Randomly distributed tables make Hawq2.x more elastic: big queries use more
resources, while small queries will use less resources.
But hash distributed table need to use the same number of resource as the
bucket number of table, no matter the query cost is large or small. As a
result, a scan on a very small table will also need a large number(default
6 * #node) of resources.
Moreover, HDFS blocks are distributed on different nodes. To achieve
better local disk read ratio, the data locality algorithm assign each block
to the appropriate virtual segment for randomly distributed table. But for
hash distributed table, all the blocks in one file must be processed by one
virtual segment(property of hash table), so we have to assign hash table at
file granularity.

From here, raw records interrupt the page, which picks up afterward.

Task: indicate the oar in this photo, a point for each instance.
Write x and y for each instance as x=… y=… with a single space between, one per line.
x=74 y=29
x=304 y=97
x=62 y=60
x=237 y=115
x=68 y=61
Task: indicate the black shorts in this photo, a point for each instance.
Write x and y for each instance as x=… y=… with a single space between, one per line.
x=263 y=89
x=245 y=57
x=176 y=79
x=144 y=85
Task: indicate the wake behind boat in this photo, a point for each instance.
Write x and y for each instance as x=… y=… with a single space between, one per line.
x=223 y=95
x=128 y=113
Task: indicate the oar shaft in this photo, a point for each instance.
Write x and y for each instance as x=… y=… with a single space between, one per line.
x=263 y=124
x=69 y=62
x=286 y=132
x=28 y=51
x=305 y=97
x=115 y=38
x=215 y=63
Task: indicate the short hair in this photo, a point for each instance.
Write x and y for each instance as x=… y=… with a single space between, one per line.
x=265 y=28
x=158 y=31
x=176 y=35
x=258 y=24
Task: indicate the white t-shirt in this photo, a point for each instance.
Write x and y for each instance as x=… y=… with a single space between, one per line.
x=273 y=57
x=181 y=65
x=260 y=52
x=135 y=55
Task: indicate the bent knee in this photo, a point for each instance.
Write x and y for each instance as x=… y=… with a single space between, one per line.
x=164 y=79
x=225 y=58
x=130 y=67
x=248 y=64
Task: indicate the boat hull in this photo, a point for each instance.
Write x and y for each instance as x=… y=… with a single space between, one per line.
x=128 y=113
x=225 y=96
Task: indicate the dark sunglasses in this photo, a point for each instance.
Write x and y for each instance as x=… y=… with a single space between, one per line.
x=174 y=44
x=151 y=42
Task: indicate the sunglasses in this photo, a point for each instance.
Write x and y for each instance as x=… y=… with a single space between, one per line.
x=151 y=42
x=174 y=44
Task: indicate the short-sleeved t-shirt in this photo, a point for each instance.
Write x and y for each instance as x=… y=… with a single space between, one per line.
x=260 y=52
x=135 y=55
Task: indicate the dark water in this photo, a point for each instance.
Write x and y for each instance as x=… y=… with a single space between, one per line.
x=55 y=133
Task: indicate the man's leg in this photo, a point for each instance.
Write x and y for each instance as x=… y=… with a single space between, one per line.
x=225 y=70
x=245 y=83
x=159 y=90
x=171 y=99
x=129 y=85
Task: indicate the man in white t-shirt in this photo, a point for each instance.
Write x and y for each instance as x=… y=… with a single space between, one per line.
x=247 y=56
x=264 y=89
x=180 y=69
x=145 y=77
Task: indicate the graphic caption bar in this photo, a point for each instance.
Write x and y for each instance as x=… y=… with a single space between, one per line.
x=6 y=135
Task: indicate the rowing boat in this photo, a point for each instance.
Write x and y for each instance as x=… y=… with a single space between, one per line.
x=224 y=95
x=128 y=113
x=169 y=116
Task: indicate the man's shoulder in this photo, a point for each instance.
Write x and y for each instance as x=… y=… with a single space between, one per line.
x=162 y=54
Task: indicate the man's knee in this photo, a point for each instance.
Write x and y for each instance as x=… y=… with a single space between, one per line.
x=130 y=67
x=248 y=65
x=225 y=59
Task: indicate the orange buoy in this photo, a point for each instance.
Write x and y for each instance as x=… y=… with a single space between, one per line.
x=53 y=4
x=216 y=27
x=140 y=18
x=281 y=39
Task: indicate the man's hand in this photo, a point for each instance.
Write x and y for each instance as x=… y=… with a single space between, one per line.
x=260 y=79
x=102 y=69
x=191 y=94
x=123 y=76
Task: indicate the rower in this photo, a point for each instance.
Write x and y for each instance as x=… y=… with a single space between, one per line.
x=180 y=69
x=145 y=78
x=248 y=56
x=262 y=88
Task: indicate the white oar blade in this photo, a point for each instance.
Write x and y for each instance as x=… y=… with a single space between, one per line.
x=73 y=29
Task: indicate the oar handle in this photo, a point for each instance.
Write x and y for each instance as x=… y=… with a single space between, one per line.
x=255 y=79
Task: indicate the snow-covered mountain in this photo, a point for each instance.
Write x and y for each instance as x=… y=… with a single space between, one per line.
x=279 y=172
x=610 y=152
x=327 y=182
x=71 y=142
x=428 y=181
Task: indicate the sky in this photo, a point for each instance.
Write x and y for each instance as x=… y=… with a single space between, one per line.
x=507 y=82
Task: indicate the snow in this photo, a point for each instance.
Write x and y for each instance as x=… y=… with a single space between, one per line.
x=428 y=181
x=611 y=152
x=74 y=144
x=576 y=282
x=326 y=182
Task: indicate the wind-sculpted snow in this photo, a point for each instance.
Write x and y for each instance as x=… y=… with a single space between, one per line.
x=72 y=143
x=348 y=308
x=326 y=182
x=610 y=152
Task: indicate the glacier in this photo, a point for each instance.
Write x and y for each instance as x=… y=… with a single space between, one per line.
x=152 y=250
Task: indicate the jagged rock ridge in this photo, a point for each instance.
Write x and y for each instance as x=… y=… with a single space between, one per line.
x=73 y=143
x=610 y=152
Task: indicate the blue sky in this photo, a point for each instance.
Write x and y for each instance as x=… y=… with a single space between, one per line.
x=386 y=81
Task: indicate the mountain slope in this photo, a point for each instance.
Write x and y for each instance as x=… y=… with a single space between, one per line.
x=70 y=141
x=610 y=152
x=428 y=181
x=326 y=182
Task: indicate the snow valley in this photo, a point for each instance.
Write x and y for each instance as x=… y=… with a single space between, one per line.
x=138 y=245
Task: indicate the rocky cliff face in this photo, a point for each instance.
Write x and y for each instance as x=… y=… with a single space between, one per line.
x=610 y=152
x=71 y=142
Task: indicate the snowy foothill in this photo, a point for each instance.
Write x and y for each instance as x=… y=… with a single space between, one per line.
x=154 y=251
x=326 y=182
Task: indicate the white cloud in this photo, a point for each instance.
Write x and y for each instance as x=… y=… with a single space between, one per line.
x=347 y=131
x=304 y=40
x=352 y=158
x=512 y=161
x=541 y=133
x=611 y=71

If blocks in a file are located on quite different nodes,
data locality ratio would become low, which often happens after cluster
expanding or shrinking.
So even if hash distributed table will reduce some data motion, we still
recommend to use randomly distributed table as default in Hawq2.x.
On Wed, Sep 21, 2016 at 2:14 PM, Vineet Goel <vvin...@apache.org> wrote:
> Hi all,
> I have received a fair number of questions on the topic of handling data
> locality and co-located joins in HAWQ 2. Most of the questions are coming
> from the background where HAWQ 1.x defaulted to HASH distributed tables
> distributed by a key and hence resulted in local joins in most cases for
> better performance.
> With the new architecture and RANDOM distribution policy as default, I
> thought it would be good to crowd-source some useful info here from the
> community on how performance is achieved with the new architecture and data
> distribution policy? Questions around how data movement is minimized,
> how/when dynamic redistribution is utilized, how joins are co-located etc.
> Can someone start by providing insights on this topic?